We do some exploratory data analysis to determine more about this data set.
names(penguins)
## [1] "species" "island" "bill_length_mm"
## [4] "bill_depth_mm" "flipper_length_mm" "body_mass_g"
## [7] "sex" "year"
dim(penguins)
## [1] 344 8
head(penguins)
## # A tibble: 6 × 8
## species island bill_length_mm bill_depth_mm flipper_length_mm body_mass_g
## <fct> <fct> <dbl> <dbl> <int> <int>
## 1 Adelie Torgersen 39.1 18.7 181 3750
## 2 Adelie Torgersen 39.5 17.4 186 3800
## 3 Adelie Torgersen 40.3 18 195 3250
## 4 Adelie Torgersen NA NA NA NA
## 5 Adelie Torgersen 36.7 19.3 193 3450
## 6 Adelie Torgersen 39.3 20.6 190 3650
## # ℹ 2 more variables: sex <fct>, year <int>
As we can see, there are eight variables: species(categorical), island(categorical), sex(categorical), body mass(quantitative), flipper length(quantitative), bill depth(quantitative), and bill length(quantitative)
We might be interested in knowing what the “categories” in our categorical variables might be. We enter the following R code to check this:
levels(as.factor(penguins$species))
## [1] "Adelie" "Chinstrap" "Gentoo"
levels(as.factor(penguins$island))
## [1] "Biscoe" "Dream" "Torgersen"
levels(as.factor(penguins$sex))
## [1] "female" "male"
We see that each categorical variable has the following categories: species(Adelie, Chinstrap, Gentoo), island(Torgersen, Dream, Biscoe), amd sex(male and female) We did see that this data set had some NA values in it. We will “clean” the data by removing the NAs, and naming this new data set “penguins2”. We will only work with penguins2 for the rest of this report.
colSums(is.na(penguins))
## species island bill_length_mm bill_depth_mm
## 0 0 2 2
## flipper_length_mm body_mass_g sex year
## 2 2 11 0
penguins2 <- penguins %>% drop_na()
We are interested in checking the independence of the categorical variables species and island. We can do this by making a contingency table and by checking appropriate graphs. We include a few of those below:
table(penguins2$species, penguins2$island)
##
## Biscoe Dream Torgersen
## Adelie 44 55 47
## Chinstrap 0 68 0
## Gentoo 119 0 0
addmargins(table(penguins2$species, penguins2$island))
##
## Biscoe Dream Torgersen Sum
## Adelie 44 55 47 146
## Chinstrap 0 68 0 68
## Gentoo 119 0 0 119
## Sum 163 123 47 333
In the data below, we see that the distribution for species changes for different islands. Specifically, while Gentoo and Chinstrap pinguins are only accounted for on Biscoe and Dream respectively, the Adelie peguens are distibuted relitivly evenly throughout all three islands.
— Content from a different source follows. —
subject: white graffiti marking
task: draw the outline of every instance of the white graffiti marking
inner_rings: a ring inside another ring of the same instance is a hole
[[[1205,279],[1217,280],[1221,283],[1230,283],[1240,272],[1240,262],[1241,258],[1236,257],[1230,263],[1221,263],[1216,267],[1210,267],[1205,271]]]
This difference in species distibution across gthe islands suggests that these two variables are NOT independent.
We might also be interested in comparing body mass (a quantitative variable) across categories of species and of sex. We can do this by calculating summary statistics (mean, standard deviation, and so on) for each species and/or sex category. We include a few of those below:
ggplot(data = penguins2, aes(x = body_mass_g, fill = species)) +
geom_histogram(binwidth = 200) +
facet_wrap(~sex)
We can draw the following conclusion: Adelle pinguins tend to be heaveier acroos male and female, with females tending to be heavier.
To further explore the difference in body mass across categories of sex and/or species, we can create displays of the data! We do so here, creating appropriate histograms and boxplots:
ggplot(data = penguins2, aes(y = interaction(species, sex), x = body_mass_g, fill = sex)) +
geom_boxplot()
By looking at the histograms and the boxplots, we see the following: gentoo males are the heviest with the second heviest group being gentoo females
This data set allows us to explore the interplay between species and island, and between species, sex, and body mass, of the Palmer Penguins. By using a contingency table and some bar charts, we see that there is a relationship between species and island (with different islands having vastly different distributions of penguin species). By comparing summary statistics and looking at histograms and boxplots, we see that there is a relationship between body mass and species / sex (with males typically having more body mass than females for each species, and Gentoo penguins typically having more body mass than the other two species of penguin). There are many other comparisons we could make in this data set, and we may return to it in the future!